The screen fills with the updated graphs and I lean closer to study them. It doesn’t matter how hard I stare, there is no pattern to be found, no improvement at all; categorically, no end in sight.
Use your superior mathematical ability to solve real problems. I can still remember the catchphrase from that brochure, the one I happened across at careers week at school. Solve real problems. Become an actuary. I’ve always liked solving things, ever since I was a little girl. There was a stage when I was obsessed with jigsaw puzzles, content for hours with my latest thousand-piece endeavour.

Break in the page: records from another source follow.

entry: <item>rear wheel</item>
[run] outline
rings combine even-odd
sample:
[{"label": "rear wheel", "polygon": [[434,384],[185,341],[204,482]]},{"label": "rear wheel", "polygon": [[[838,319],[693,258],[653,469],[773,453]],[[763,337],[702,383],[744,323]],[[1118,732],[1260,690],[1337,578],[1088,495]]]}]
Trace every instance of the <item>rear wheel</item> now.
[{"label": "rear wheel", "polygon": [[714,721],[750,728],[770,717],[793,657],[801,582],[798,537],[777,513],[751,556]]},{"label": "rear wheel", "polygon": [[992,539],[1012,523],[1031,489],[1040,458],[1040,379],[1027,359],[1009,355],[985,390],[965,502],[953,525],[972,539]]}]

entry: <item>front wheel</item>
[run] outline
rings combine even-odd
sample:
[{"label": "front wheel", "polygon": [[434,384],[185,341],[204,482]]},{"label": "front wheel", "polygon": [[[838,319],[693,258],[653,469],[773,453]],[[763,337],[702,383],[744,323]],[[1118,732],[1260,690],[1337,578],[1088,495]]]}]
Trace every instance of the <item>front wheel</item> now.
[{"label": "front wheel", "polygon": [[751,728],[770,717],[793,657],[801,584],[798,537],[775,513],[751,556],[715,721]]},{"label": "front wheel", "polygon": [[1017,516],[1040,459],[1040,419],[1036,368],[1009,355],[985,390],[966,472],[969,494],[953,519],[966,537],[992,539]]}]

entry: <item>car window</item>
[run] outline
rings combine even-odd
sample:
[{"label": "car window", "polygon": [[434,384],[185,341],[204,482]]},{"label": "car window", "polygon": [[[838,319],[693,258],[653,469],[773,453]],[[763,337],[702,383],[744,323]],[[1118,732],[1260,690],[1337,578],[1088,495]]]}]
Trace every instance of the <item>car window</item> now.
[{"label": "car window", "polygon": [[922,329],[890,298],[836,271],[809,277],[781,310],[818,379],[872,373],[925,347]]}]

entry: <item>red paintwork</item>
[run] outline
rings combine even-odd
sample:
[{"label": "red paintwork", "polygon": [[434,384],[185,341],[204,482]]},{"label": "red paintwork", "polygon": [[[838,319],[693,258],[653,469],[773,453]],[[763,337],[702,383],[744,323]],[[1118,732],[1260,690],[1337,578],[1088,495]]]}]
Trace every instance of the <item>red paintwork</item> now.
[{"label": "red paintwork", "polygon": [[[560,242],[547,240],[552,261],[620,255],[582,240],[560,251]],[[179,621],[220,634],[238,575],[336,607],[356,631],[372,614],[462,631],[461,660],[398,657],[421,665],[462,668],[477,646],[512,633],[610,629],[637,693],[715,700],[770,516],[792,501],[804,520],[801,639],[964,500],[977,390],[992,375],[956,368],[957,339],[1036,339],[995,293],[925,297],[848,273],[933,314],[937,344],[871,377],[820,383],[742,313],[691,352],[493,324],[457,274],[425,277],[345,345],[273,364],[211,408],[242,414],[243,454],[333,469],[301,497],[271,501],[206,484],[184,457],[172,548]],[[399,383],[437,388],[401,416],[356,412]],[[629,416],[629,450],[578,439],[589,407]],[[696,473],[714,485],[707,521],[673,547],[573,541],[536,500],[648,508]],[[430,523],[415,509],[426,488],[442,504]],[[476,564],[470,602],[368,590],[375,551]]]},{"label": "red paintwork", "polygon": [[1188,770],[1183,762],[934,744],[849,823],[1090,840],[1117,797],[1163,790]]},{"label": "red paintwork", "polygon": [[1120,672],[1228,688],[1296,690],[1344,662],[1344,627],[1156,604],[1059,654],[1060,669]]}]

Later on, I channelled those skills into black-belt sudoku, cryptic crosswords and accelerated maths. Standing in the school hall with the actuarial-studies brochure in my hand, I knew I had found the right career for me.
Now, you could say I have a ‘real problem’ of my own. A problem I didn’t see coming. A problem that is not my fault. A problem that impacts on me in every way imaginable. I have measured this problem, analysed it, written mathematical equations and thrown all my intelligence at it. And the fact that I am no closer to solving it is almost as debilitating as the pain itself.
Don’t, I tell myself. Don’t start feeling like this. It only brings on the pain. Don’t start feeling sorry for yourself. Don’t start feeling depressed at the thought of today, and tomorrow, and every other day that will start like this. Don’t start getting angry with Aidan for being the cause of all this.